While known mostly, of course, for his music, Vangelis is a visual artist as well. Spectacles conceived, staged and scored by Vangelis include the opening ceremonies for the 1997 IAAF Summer Games at Athens' Panathinaikon Marble Stadium (featuring Montserrat Caballe), Greece's handing over of the Olympic flame to Australia for the 2000 Sydney Games, Australia's handing over of the Olympic flag to Greece for the 2004 Athens Games and the 2001 presentation of his choral symphony Mythodea, performed at the Temple of Jupiter with Kathleen Battle, Jessye Norman, the London Metropolitan Orchestra and the National Opera Choir of Greece and later aired by public and commercial television stations around the world. Mythodea, both the CD (chosen by NASA to accompany its 2001 Mars Odyssey Mission) and concert, by utilizing a full symphony orchestra, marked yet another milestone in Vangelis' ever-expanding artistic journey.

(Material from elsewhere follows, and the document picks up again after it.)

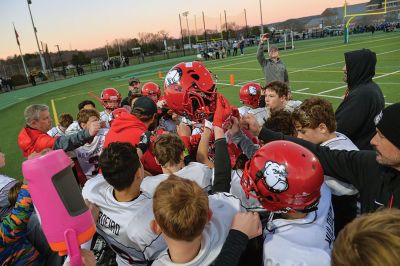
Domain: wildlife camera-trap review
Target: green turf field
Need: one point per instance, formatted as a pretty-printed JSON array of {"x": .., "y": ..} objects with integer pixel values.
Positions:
[{"x": 314, "y": 70}]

Vangelis' enormous contributions to the worlds of art and science have not gone unnoticed. In addition to winning the Oscar, Echo, Golden Lion, Max Steiner, Apollo, IFPI and numerous other awards throughout his career, Vangelis has received the titles Chevalier de l'Ordre des Arts et des Lettres and Chevalier de la Légion d'Honneur of the French Republic. The International Astronomical Union's Minor Planet Center at the Smithsonian Astrophysical Observatory named a small planet "Vangelis" in his honor. His 2002 FIFA World Cup Anthem won the RIAJ's (Recording Industry of Japan) International Song of the Year Award. NASA presented him with their 2003 Public Service Medal, one of the highest honors the space agency confers to a non-government individual.
Universal Music Worldwide has recently released Odyssey: The Definitive Collection, a compilation CD containing some of Vangelis' most acclaimed tracks from 1973 to 2003. He is currently working on the soundtrack for Oliver Stone's soon to be released motion picture, Alexander, about the life of Alexander the Great.
Still in the prime of his creative life, still pushing the frontiers of musical and artistic discovery, one wonders what is yet to come from this remarkable man, this man known simply as Vangelis.
"... and each time I remember, I discover and I reveal something else."